Dass der Generalbundesanwalt insofern eine Änderung des Schuldspruchs unter Aufrechterhaltung der Gesamtstrafe als Freiheitsstrafe beantragt hat, steht einer Entscheidung nach § 349 Abs. 2 StPO nicht entgegen (vgl. BGH, Beschlüsse vom 10. Februar 2021 - 3 StR 184/20, juris Rn. 12; vom 23. Juni 2022 - 5 StR 490/21, juris Rn. 25, jeweils mwN).
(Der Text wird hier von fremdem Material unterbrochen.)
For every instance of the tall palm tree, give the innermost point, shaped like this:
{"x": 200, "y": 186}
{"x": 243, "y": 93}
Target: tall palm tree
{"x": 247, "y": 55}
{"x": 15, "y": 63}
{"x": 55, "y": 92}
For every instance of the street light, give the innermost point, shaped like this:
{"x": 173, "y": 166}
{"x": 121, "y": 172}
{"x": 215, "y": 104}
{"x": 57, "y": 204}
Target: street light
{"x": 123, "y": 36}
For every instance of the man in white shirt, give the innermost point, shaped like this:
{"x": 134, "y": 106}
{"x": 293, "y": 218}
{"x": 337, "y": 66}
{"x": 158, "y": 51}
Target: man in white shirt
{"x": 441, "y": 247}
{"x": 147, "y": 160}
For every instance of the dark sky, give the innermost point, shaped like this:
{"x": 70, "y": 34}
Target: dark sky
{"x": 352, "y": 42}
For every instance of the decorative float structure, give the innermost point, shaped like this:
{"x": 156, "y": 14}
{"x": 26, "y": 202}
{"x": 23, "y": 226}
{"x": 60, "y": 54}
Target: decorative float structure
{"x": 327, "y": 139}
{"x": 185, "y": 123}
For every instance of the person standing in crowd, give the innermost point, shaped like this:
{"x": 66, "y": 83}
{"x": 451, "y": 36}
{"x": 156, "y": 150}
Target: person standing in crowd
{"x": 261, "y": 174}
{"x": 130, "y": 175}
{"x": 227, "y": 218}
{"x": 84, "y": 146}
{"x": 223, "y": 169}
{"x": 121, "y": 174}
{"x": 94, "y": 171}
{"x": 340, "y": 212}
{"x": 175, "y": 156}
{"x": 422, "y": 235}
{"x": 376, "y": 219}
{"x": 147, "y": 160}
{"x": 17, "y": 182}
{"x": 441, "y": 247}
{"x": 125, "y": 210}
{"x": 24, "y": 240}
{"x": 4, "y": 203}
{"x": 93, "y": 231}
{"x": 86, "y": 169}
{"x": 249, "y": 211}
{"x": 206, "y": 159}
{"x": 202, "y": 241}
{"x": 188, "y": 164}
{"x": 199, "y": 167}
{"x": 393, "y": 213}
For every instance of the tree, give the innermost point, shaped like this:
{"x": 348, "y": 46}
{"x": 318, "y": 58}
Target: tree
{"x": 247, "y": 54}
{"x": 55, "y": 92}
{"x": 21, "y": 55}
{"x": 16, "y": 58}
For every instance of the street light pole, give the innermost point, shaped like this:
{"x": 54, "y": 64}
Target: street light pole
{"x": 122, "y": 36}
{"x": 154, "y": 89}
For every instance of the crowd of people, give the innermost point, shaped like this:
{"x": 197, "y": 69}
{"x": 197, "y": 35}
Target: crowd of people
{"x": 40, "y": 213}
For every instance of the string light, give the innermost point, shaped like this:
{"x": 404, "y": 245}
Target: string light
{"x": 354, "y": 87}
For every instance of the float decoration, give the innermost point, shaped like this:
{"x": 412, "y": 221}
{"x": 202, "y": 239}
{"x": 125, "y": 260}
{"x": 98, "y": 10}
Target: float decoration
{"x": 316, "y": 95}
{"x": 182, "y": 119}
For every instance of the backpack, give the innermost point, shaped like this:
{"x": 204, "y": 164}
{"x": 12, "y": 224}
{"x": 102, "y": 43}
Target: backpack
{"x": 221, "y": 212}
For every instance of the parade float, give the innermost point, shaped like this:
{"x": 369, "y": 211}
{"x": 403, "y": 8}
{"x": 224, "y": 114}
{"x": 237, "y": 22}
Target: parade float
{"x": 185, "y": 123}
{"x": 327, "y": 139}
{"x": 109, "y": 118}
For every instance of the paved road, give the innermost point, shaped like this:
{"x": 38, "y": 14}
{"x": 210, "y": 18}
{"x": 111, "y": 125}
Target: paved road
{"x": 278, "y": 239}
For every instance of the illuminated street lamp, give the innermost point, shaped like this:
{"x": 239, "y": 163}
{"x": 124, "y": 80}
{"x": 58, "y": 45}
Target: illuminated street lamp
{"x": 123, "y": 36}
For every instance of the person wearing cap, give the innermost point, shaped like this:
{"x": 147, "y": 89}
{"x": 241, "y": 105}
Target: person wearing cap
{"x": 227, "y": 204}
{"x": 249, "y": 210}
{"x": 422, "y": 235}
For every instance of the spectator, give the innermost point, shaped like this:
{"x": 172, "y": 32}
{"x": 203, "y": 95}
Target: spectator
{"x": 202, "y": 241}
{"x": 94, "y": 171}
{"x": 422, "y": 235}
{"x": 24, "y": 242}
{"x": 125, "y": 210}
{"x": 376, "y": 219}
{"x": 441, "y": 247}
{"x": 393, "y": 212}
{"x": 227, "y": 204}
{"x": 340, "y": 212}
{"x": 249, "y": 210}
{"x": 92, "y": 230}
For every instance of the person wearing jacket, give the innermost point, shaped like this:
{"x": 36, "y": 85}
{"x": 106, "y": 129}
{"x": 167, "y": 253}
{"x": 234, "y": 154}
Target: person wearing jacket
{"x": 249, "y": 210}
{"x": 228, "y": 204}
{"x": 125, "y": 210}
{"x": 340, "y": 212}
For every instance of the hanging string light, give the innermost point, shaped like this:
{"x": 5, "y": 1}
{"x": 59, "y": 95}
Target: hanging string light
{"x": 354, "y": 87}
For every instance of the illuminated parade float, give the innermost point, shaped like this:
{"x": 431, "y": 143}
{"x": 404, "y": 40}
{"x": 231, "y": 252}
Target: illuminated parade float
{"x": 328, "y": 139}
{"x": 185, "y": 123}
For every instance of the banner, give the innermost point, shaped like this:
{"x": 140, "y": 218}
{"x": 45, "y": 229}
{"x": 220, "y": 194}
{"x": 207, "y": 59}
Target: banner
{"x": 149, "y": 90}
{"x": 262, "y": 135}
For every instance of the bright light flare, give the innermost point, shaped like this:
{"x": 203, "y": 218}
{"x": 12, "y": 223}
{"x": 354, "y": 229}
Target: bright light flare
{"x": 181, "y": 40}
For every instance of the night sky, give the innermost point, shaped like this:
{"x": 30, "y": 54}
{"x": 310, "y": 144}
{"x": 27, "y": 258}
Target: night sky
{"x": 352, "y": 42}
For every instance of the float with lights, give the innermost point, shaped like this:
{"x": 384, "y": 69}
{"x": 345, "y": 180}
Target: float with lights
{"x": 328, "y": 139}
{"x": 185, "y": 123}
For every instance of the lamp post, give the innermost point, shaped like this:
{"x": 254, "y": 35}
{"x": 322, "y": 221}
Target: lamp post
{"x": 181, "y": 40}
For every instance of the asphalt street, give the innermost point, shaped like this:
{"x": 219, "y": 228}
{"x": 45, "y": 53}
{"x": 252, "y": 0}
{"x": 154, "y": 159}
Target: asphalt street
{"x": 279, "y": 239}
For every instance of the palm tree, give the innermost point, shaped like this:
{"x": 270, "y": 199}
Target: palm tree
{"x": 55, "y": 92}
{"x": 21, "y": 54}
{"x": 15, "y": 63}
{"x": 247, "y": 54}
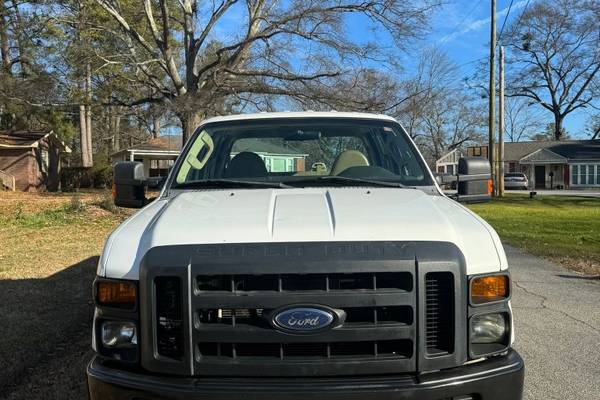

d) Die Änderung des Schuldspruchs zieht die Aufhebung der zu Taten Nr. 2 und 4 unter V. der Urteilsgründe aufgeführten Einzelstrafen und in der Folge der Gesamtstrafe nach sich; denn angesichts des gegenüber § 29a Abs. 1 BtMG deutlich milderen Strafrahmens ist nicht auszuschließen, dass das Landgericht insoweit geringere Strafen bestimmt hätte. Demgegenüber kann die Einzelstrafe zu Tat Nr. 5 bestehen bleiben, weil sie weiterhin dem Rahmen des § 29a Abs. 1 BtMG zu entnehmen und der zugleich gegebene Besitz von Cannabisprodukten angesichts des THC-Gehalts von insgesamt rund 1,5 Gramm gegenüber dem Handeltreiben mit Kokain in nicht geringer Menge für die konkrete Strafbemessung von ersichtlich untergeordneter Bedeutung gewesen ist.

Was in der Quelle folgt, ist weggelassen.